Something materialized in the breach, something both dark and light, blinding in its brilliance and in its unknowable shadows, something that hurt Nym’s head to look at. It caught his life-like illusion and banished it before disappearing itself.

Nym held the god killer spell perfectly balanced, ready to strike. But it would only hold for a few seconds. If Niramyn didn’t appear, Nym would have no choice but to go in after him, which was something he wanted to avoid at all costs. Technically, the sanctuary hadn’t been located on reality prime, and god killer wouldn’t function inside it without the stabilizing framework that Nym had no way to recreate.

Of course, with the wards breached and the core reality reasserting itself over that space, it was possible the spell would work just fine now, but Nym had no plans on testing that if he didn’t have to. He’d expected the Exarch to come barreling out as soon as the decoy had taken the hit, secure in the knowledge that he’d defeated whatever upstart ascendant had taken a swing at him.

Niramyn appeared in the air overhead, and the spatial and temporal traps snapped down on him. They were strong, but Nym could tell at a glance that Niramyn had advanced to the ninth layer. He was too strong to be held for long, but maybe long enough…

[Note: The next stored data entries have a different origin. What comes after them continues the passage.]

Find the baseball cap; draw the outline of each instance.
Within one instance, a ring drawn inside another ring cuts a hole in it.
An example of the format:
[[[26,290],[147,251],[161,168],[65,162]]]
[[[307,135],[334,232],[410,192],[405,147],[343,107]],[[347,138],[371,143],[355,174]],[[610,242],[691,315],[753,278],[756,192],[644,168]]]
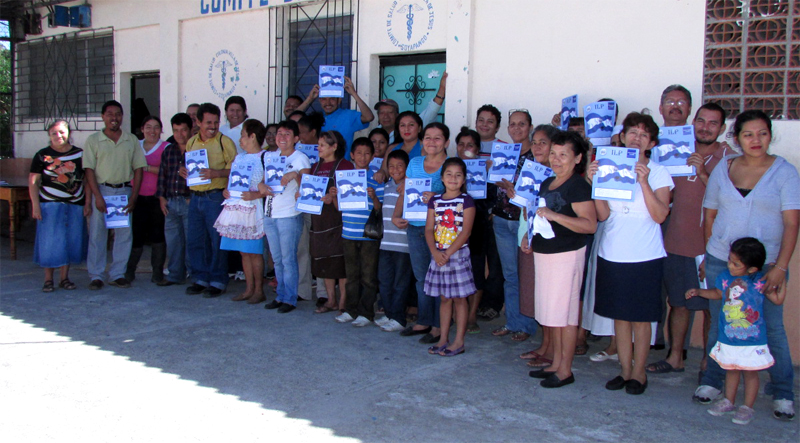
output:
[[[394,100],[392,100],[390,98],[385,98],[385,99],[379,101],[378,103],[375,103],[374,109],[377,111],[378,108],[380,108],[382,105],[392,106],[392,107],[394,107],[394,109],[397,112],[400,112],[400,106],[398,106],[396,101],[394,101]]]

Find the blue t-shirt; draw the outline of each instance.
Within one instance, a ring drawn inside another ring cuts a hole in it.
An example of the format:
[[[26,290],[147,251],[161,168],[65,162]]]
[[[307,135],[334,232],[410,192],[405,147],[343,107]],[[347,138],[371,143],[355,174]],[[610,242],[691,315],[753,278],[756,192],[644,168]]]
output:
[[[402,149],[402,147],[403,144],[401,143],[395,146],[395,148],[392,149],[392,151],[397,151],[398,149]],[[413,158],[419,157],[420,155],[422,155],[422,143],[418,141],[417,144],[414,145],[413,148],[411,148],[411,152],[408,153],[408,159],[411,160]]]
[[[338,131],[344,137],[347,146],[344,147],[344,158],[350,160],[350,147],[353,145],[353,135],[367,129],[369,123],[361,122],[361,113],[352,109],[337,109],[325,116],[323,131]]]
[[[444,165],[444,163],[442,163]],[[431,192],[434,194],[441,194],[444,192],[444,183],[442,183],[442,168],[441,166],[436,171],[428,174],[425,172],[425,157],[417,157],[408,163],[406,169],[406,177],[408,178],[429,178],[431,179]],[[411,226],[425,226],[424,221],[408,222]]]
[[[717,277],[716,288],[722,291],[722,314],[719,316],[720,343],[730,346],[767,344],[764,323],[764,272],[734,277],[727,269]]]
[[[383,185],[372,178],[372,171],[367,172],[367,187],[375,190],[375,196],[383,202]],[[375,241],[364,237],[364,225],[367,224],[369,214],[374,207],[372,199],[367,198],[369,208],[366,211],[343,211],[342,212],[342,238],[348,240]]]

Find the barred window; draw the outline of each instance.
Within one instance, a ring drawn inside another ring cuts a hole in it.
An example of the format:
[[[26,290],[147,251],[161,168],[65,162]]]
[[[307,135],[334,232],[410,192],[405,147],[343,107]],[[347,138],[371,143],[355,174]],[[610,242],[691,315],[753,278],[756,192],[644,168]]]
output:
[[[709,0],[704,102],[800,119],[800,0]]]
[[[20,43],[15,78],[15,123],[27,124],[17,130],[41,130],[35,123],[54,118],[80,129],[114,98],[114,34],[95,30]]]

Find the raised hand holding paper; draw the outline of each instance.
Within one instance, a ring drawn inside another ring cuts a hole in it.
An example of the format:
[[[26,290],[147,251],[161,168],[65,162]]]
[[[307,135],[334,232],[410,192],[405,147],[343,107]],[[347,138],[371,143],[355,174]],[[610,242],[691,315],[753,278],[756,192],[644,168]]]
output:
[[[539,195],[539,187],[542,182],[553,175],[553,170],[547,166],[527,159],[519,172],[517,185],[514,186],[514,197],[509,200],[512,205],[520,208],[526,207],[529,201],[534,200]]]
[[[578,95],[570,95],[561,100],[561,126],[562,131],[569,129],[569,119],[578,116]]]
[[[298,143],[294,145],[294,148],[305,154],[306,157],[308,157],[308,161],[312,165],[319,161],[319,145],[305,145],[303,143]]]
[[[250,179],[253,178],[253,165],[236,164],[231,166],[231,175],[228,177],[228,193],[233,198],[241,198],[242,192],[250,190]]]
[[[186,186],[207,185],[211,183],[209,179],[200,177],[201,169],[208,169],[208,153],[205,149],[189,151],[184,155],[186,162]]]
[[[583,119],[586,125],[586,137],[592,139],[611,140],[614,123],[617,119],[616,102],[595,102],[583,108]]]
[[[467,165],[467,194],[486,198],[486,160],[464,160]]]
[[[403,190],[403,218],[408,221],[428,219],[428,205],[422,201],[422,194],[431,192],[431,179],[407,178]]]
[[[639,150],[600,146],[597,148],[599,169],[592,178],[595,200],[633,201],[636,192],[636,162]]]
[[[383,159],[375,157],[369,162],[369,175],[370,177],[374,177],[375,173],[381,170],[381,166],[383,165]]]
[[[503,179],[514,181],[521,150],[521,143],[495,142],[492,144],[492,167],[489,169],[489,183],[497,183]]]
[[[695,175],[694,166],[686,164],[694,154],[694,142],[694,126],[665,126],[658,131],[658,146],[650,158],[666,167],[670,175]]]
[[[264,183],[272,189],[273,194],[283,192],[284,186],[281,179],[286,172],[286,156],[265,155],[264,156]]]
[[[103,200],[106,202],[106,228],[130,228],[130,214],[125,212],[125,206],[128,206],[128,196],[106,195],[103,196]]]
[[[328,180],[328,177],[303,174],[303,179],[300,181],[300,197],[297,199],[295,209],[307,214],[322,214],[322,197],[328,189]]]
[[[336,171],[336,191],[340,211],[364,211],[369,209],[366,169]]]
[[[344,66],[319,67],[319,96],[344,97]]]

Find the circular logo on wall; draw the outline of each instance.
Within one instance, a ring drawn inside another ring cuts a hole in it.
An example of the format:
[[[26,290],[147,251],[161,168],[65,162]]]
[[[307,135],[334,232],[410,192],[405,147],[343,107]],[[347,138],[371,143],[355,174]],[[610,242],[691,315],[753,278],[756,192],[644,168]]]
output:
[[[433,5],[430,0],[396,0],[389,8],[386,33],[401,51],[419,49],[433,29]]]
[[[228,98],[239,83],[239,61],[231,51],[221,49],[208,65],[208,86],[219,98]]]

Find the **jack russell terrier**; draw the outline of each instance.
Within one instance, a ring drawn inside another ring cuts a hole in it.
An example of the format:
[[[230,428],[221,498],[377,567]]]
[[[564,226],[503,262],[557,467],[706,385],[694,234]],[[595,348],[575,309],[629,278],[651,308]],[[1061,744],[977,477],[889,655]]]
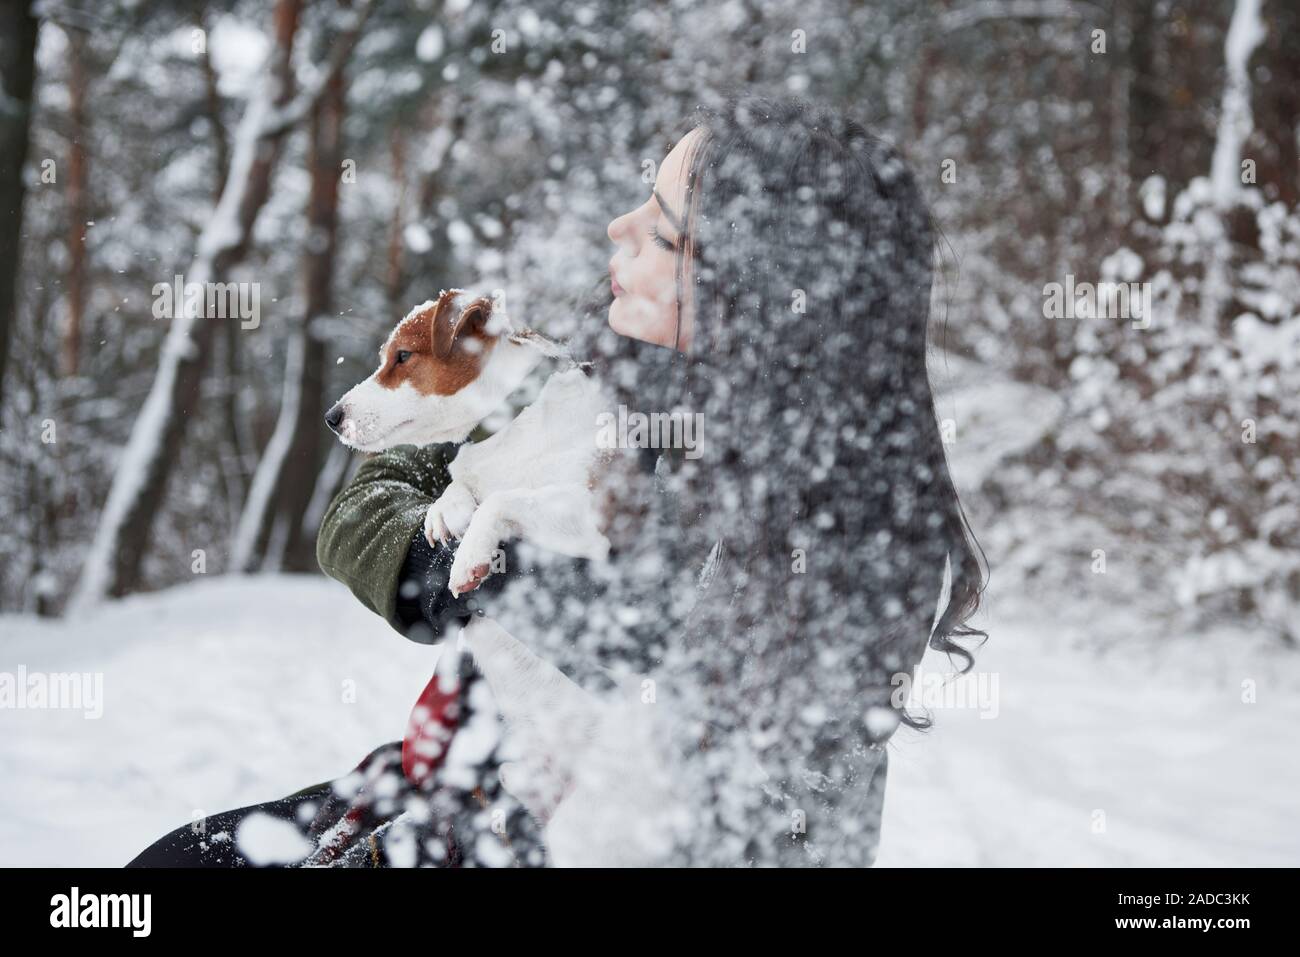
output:
[[[325,415],[347,445],[462,442],[545,359],[565,361],[505,428],[461,446],[451,484],[424,519],[429,544],[460,540],[448,586],[478,587],[500,543],[521,538],[574,558],[604,559],[593,483],[609,451],[596,422],[599,384],[540,333],[516,330],[501,304],[461,289],[412,309],[379,350],[379,368]]]
[[[451,483],[425,514],[430,544],[460,539],[453,594],[476,588],[511,538],[577,558],[607,557],[593,489],[616,453],[597,438],[608,409],[600,384],[557,343],[514,329],[499,302],[448,289],[398,323],[379,368],[326,413],[339,438],[363,452],[461,442],[548,358],[565,368],[509,425],[461,446]],[[663,770],[663,735],[652,733],[651,712],[659,709],[644,706],[640,683],[625,679],[621,693],[597,700],[490,618],[466,626],[460,643],[509,728],[517,758],[502,766],[503,784],[545,826],[552,862],[660,862],[681,803]],[[417,705],[412,721],[422,727],[427,718]],[[421,727],[408,734],[415,751]]]

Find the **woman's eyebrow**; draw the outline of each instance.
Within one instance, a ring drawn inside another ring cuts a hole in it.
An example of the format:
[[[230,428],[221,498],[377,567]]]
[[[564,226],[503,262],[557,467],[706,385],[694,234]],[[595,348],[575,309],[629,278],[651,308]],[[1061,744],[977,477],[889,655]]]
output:
[[[660,211],[668,219],[668,222],[672,224],[673,229],[677,230],[677,234],[680,236],[685,233],[686,227],[682,225],[682,221],[673,214],[672,207],[664,202],[664,198],[659,195],[659,190],[652,189],[650,192],[654,194],[655,200],[659,203]]]

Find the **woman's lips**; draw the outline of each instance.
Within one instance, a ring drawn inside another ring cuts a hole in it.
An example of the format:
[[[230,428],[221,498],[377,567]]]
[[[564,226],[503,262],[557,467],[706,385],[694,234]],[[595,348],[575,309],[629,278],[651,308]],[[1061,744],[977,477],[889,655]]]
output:
[[[623,289],[622,286],[618,284],[618,280],[614,278],[614,270],[612,267],[609,270],[609,288],[614,293],[615,299],[623,295],[623,293],[626,291]]]

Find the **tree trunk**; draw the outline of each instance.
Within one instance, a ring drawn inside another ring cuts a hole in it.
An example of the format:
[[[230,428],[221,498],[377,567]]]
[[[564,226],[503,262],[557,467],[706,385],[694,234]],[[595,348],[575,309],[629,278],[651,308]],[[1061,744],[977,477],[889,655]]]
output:
[[[1233,277],[1239,258],[1231,240],[1233,214],[1242,196],[1242,148],[1254,129],[1250,109],[1250,61],[1264,42],[1265,35],[1264,22],[1260,18],[1260,0],[1237,0],[1223,44],[1227,69],[1214,157],[1210,162],[1211,196],[1222,233],[1212,239],[1217,250],[1206,264],[1200,287],[1202,323],[1207,328],[1224,332],[1227,331],[1223,326],[1229,315],[1227,307],[1233,301]]]
[[[1256,135],[1249,155],[1258,154],[1265,198],[1294,209],[1300,204],[1300,6],[1295,0],[1267,0],[1264,20],[1268,35],[1256,62],[1268,79],[1254,84]]]
[[[63,374],[81,367],[81,326],[86,309],[86,35],[68,28],[68,168],[64,183],[68,212],[68,281],[64,302]]]
[[[393,218],[388,228],[388,254],[384,270],[384,297],[390,315],[402,315],[402,291],[405,288],[404,267],[406,242],[402,231],[406,229],[402,212],[406,208],[406,141],[400,129],[394,129],[390,140],[393,154],[393,182],[397,184],[397,200],[393,203]]]
[[[315,568],[315,541],[304,533],[303,516],[316,488],[323,458],[325,351],[313,332],[319,317],[333,309],[331,282],[338,232],[343,110],[342,74],[326,88],[311,114],[311,192],[307,202],[307,243],[303,258],[303,315],[294,329],[285,362],[284,396],[275,432],[253,476],[248,501],[235,535],[231,567],[251,571]],[[283,529],[274,549],[267,543],[272,525]]]
[[[245,109],[230,175],[199,236],[197,253],[185,273],[186,283],[224,281],[247,250],[253,224],[270,194],[279,143],[288,130],[283,123],[271,122],[271,113],[275,107],[287,105],[292,95],[291,56],[301,9],[301,0],[276,2],[270,76]],[[154,518],[166,494],[189,416],[197,406],[203,361],[215,328],[213,320],[189,309],[178,311],[171,323],[158,375],[114,472],[73,607],[125,594],[139,581]]]
[[[1231,5],[1227,5],[1230,15]],[[1129,178],[1138,188],[1158,174],[1169,202],[1193,177],[1204,176],[1213,139],[1202,105],[1218,93],[1221,62],[1218,38],[1227,29],[1225,5],[1217,0],[1184,0],[1166,9],[1158,4],[1124,5],[1128,23]]]
[[[201,12],[197,20],[199,29],[210,35],[213,19],[209,11]],[[210,43],[203,45],[201,63],[208,122],[212,124],[212,200],[215,203],[220,202],[221,191],[225,188],[226,178],[230,175],[230,138],[226,135],[225,123],[221,117],[219,78],[216,66],[212,62]],[[216,349],[216,393],[220,397],[223,417],[222,444],[218,454],[230,528],[234,528],[239,522],[239,512],[248,492],[251,462],[256,455],[256,449],[250,450],[245,441],[248,430],[243,416],[239,414],[241,366],[239,333],[238,325],[233,322],[225,323],[221,328]]]
[[[283,566],[291,571],[316,569],[316,536],[303,524],[303,516],[324,464],[327,437],[325,343],[317,333],[317,320],[334,311],[332,281],[338,237],[339,180],[343,163],[343,114],[347,92],[340,73],[326,90],[312,117],[312,183],[309,201],[308,244],[304,262],[306,309],[303,335],[306,363],[302,400],[298,405],[295,446],[280,483],[279,513],[288,527]]]
[[[36,19],[30,2],[0,5],[0,401],[17,309],[23,241],[23,166],[36,78]]]

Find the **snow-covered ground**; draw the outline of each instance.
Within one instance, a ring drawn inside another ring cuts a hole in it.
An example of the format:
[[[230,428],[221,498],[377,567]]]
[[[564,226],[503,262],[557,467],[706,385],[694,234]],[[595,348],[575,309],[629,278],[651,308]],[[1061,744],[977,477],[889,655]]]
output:
[[[1300,655],[1220,634],[1099,657],[1052,622],[1059,598],[1036,620],[986,598],[997,716],[895,734],[878,866],[1300,864]]]
[[[402,737],[437,658],[308,576],[214,578],[0,633],[0,671],[102,672],[104,697],[98,719],[0,710],[6,865],[120,866],[196,815],[344,774]]]
[[[1225,638],[1098,658],[990,605],[997,716],[941,708],[895,736],[881,866],[1300,864],[1300,657]],[[0,709],[4,865],[121,865],[196,814],[339,775],[401,736],[437,654],[297,576],[0,634],[0,672],[103,675],[98,719]]]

Nym let loose god killer for the third time. For the third time, it struck home.

Abdun had gone through a steady regression, becoming young again by about six or seven years every second. He lacked the experience or power to fight the spell, and it had taken him smoothly. Myzalik, by contrast, had fought it all the way. He’d gotten younger in spurts, all the while fighting Nym off. He’d lose a year or two of age, then nothing for a few seconds, then a whole decade all at once.

Niramyn wasn’t like either of them. The instant the spell hit, he regressed from late-twenties to eighteen. The arcana held in his soul well practically exploded out of him, suddenly far too much for him to hold onto. The next instant, before Nym could even begin to follow up, the Exarch snapped the spatial locks and vanished.

Nym teleported after him, determined to end the fight. If not for those locks, he would have lost. Niramyn would have teleported immediately. But Nym had placed the locks, and the god killer had gotten him one last time before he vanished.

Niramyn didn’t look eighteen anymore. He looked fourteen or fifteen at the oldest. Maybe less. He wasn’t going to suddenly pull in ninth layer arcana and obliterate Nym’s temporal anchors with it. He wasn’t even going to use eighth layer, or seventh, which Nym could probably have defended against, at least for a second or two.

If Nym was right, Niramyn wasn’t even going to use sixth layer arcana, because he couldn’t. The spell had broken a few seconds short of killing him, but the reason it had worked so quickly was simple: Niramyn had artificially inflated his age with some sort of magic, and the spell didn’t care about that. It knew that a week ago, he’d been a teenager, so it rewound him by one week and took all those fake years he’d packed on away.

And then it had gone one step further back. Niramyn had all the knowledge of an ascendant, but he was mortal, Nym didn’t need god killer to slay a mortal.

He just needed to catch Niramyn before he escaped to a new hiding place. Nym wove the magic, locked onto the teleportation, and jumped after him.